The fund-raising environment might be cold in the United States, but Baring Private Equity Partners is certainly keeping it hot in Latin America. Baring Private Equity Partners will launch two Latin American funds before the end of the first quarter.

The London-based company is set to launch a $250 million fund targeting Mexican growth-stage companies in the consumer products, finance, food products and housing sectors. The fund will mark Baring’s second foray into Mexico.

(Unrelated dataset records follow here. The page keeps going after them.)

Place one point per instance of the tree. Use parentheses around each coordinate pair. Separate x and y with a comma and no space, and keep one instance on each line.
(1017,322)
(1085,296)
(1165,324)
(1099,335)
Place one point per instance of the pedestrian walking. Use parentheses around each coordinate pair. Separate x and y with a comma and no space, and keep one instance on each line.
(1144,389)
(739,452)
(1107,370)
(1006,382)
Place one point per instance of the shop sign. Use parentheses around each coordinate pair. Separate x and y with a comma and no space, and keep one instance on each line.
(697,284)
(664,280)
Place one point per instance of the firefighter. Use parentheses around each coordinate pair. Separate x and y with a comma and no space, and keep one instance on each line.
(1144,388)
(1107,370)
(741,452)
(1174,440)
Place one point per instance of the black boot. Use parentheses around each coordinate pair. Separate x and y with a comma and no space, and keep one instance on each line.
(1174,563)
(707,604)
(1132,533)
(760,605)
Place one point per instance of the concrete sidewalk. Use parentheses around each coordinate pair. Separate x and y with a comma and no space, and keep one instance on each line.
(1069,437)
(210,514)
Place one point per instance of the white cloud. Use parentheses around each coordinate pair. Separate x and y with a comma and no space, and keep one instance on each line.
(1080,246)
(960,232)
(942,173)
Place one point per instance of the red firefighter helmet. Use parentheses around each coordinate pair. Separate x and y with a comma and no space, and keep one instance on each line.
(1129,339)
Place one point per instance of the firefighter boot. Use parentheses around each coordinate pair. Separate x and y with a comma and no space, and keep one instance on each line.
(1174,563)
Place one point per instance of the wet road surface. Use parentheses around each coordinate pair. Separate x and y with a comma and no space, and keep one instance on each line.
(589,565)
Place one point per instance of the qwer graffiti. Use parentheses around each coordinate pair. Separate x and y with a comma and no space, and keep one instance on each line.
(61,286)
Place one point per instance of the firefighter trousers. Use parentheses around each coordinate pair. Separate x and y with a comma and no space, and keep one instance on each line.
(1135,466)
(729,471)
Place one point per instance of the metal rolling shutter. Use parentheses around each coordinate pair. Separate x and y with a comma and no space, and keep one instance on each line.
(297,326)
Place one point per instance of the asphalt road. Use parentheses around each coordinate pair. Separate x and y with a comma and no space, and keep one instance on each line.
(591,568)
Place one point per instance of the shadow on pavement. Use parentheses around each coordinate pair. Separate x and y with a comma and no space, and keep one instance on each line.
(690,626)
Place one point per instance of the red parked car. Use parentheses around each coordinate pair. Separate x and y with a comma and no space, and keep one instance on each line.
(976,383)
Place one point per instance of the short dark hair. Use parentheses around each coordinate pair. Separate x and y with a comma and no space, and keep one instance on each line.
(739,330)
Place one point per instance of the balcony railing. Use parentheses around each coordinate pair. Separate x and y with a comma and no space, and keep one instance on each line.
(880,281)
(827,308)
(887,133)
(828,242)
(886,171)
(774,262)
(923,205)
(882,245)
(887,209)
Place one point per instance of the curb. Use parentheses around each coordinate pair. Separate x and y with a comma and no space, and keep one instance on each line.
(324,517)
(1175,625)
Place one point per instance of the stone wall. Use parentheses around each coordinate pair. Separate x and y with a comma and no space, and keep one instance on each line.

In 1995 it closed the $67 million Baring Mexico Private Equity Fund LP. The firm also will begin marketing a larger fund to finance distressed companies primarily in Argentina and Brazil, although the firm hasn’t yet set a fixed target for the fund, says Varel Freeman, a New York-based senior partner with the firm.

Baring will primarily will look for companies with healthy fundamentals that have been battered in the public markets.

The 1995 launch of its Mexican investment fund marked Baring’s entry into Latin America, following that fund with Baring Latin American Partners I, a $300 million fund, in 2000. Both funds invested in private and public companies in the business services, financial services, communications, manufacturing, media and software sectors.

Although the region was struck hard by the financial meltdown that began in 2000, the funds have already realized gains, returned profits to their limited partners, and last year made four exits – one in Argentina, two in Brazil and another in Mexico. Its success with past Latin American funds may smooth some of the bumps Baring’s Latin American team expects to find as it begins a fund-raising drive.

“It remains a very difficult environment,” Freeman says. “There’s a flight to quality and a lesser amount of money in the marketplace. Limited partners are taking longer to do due diligence and they’re doing more due diligence than before. Investors are choosier and tougher and more probing in their questions.”

Baring plans to target institutional investors in the United States, Asia and Europe.

While the Mexican fund will finance growth-stage private companies, the Argentina/Brazil fund will focus on distressed companies in the consumer products, media and telecom sectors – what Freeman calls, “good companies in the wrong zip code.”

Baring Americas’ six-man investment team makes both majority and minority investments, opting for minority stakes only when a company’s management interests are aligned with the fund’s interests. Its Latin American portfolio includes companies like Consorcio Hogar, a Mexican builder of moderate-income housing, and Fomento Alimenticio, a Mexican maker of frozen foods like fish-shaped fish sticks. In Mexico, Baring Americas will scout companies with proven products and services and fund growth through expansion, consolidation or productivity enhancement.

Baring Private Equity Partners is the private equity arm of the ING Group. It manages funds worth $2 billion in Asia, Central Europe, India, Latin America, Russia and Western Europe. Baring Americas Partners maintains offices in Mexico City, New York and So Paulo.